Forti con i deboli in serie C e deboli con i forti in serie A, dunque, ma c’è di più. Il voler vietare le libere trasferte per prevenire scontri fra ultras è anche un modo per sperimentare come limitare le libertà individuali dei cittadini. Si schedano i tifosi allo stadio come si controllano i presidi nelle fabbriche e nelle manifestazioni politiche. Sempre con la scusa di volere evitare le violenze di qualche facinoroso presente fra le migliaia di manifestanti, si cerca di limitare il numero delle manifestazioni e di ridurre la possibilità di poter esprimere nelle stesse il proprio pensiero e la propria parola. Una deriva autoritaria che, con la scusa di garantire più sicurezza ai cittadini, vuole limitare e non certo solo nel calcio, la libertà di esprimere il proprio pensiero e le proprie idee.

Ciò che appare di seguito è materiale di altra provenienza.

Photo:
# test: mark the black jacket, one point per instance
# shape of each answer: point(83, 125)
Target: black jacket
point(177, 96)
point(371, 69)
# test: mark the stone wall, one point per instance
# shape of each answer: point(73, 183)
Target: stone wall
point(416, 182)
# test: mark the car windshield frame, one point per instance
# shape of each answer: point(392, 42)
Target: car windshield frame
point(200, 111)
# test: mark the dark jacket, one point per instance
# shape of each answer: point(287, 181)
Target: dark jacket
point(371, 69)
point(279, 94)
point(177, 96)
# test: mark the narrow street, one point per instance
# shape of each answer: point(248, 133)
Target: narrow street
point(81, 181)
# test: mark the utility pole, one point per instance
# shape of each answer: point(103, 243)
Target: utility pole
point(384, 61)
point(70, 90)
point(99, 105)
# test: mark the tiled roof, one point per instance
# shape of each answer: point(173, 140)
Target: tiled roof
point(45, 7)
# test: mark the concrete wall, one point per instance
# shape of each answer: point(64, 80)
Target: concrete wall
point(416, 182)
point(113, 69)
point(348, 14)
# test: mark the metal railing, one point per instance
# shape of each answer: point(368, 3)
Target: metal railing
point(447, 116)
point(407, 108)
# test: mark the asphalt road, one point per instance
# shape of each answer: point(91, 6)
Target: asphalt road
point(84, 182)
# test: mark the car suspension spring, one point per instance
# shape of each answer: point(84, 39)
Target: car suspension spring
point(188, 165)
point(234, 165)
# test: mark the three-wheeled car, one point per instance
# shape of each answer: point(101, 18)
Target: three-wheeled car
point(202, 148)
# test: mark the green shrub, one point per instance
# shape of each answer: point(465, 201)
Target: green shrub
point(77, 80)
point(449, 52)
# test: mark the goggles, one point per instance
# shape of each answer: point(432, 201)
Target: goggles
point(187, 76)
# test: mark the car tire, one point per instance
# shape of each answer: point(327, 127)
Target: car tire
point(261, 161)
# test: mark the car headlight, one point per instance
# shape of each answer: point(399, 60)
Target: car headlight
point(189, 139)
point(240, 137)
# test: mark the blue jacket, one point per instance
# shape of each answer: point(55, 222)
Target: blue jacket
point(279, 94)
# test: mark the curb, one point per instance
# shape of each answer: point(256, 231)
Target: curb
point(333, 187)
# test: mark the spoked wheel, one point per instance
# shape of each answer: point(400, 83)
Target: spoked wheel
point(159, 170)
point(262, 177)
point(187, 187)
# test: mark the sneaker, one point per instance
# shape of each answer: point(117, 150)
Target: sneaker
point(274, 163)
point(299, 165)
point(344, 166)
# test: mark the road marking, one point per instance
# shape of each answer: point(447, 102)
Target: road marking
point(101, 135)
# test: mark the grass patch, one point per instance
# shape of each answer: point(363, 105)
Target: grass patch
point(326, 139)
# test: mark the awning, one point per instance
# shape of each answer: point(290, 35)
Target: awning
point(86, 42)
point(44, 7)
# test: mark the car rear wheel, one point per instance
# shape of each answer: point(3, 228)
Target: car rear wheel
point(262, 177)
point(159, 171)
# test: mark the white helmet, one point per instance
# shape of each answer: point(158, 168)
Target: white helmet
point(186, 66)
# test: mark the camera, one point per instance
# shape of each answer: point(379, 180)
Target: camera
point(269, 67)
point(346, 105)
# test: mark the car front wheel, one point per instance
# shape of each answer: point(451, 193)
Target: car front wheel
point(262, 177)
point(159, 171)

Meno trasferte, meno manifestazioni scomode, più schedature: i primi passi per una deriva autoritaria che viene perseguita da un sistema politico ed economico che vuole i cittadini ridotti a soldatini obbedienti a cui insegnare come tifare, come manifestare, come protestare ed anche cosa acquistare, pensare ed ancora come decidere su cosa sia giusto e su cosa sia sbagliato. Un mondo in cui i pochi che hanno tutto o quasi tutto possono controllare i molti che hanno niente o quasi niente.
Ravenna in Comune si unisce alle richieste di chi chiede un’applicazione delle misure di controllo delle tifoserie violente che non violi sistematicamente e, spesso, immotivatamente, i diritti di circolazione di chi risiede in prossimità dello Stadio. Chiede altresì che non sia normale ma eccezionale il divieto di accedere alle partite in trasferta da parte di chi ha l’unica colpa di risiedere a Ravenna. Domanda, a questo proposito, all’Amministrazione cittadina di adottare le limitazioni della libertà di circolazione solo in presenza di motivate ed eccezionali esigenze di sicurezza da accertare volta a volta. Domanda, infine, al Sindaco di intervenire presso la Questura affinché il divieto di trasferta sportiva sia eccezione e non regola.
Parafrasando il noto testo di Martin Niemöller, evitiamo che accada di nuovo che si debba dire «Prima limitarono i diritti degli zingari, e fui contento, perché rubacchiavano. Poi toccò agli ebrei, e stetti zitto, perché mi stavano antipatici. Poi fu la volta degli omosessuali, e fui sollevato, perché mi erano fastidiosi. Capitò anche ai comunisti, ma non dissi niente, perché non ero comunista. Poi toccò ai tifosi, ma tanto io non ero un tifoso. Un giorno fui io a subire divieti di ogni tipo ma non c’era rimasto nessuno a protestare».”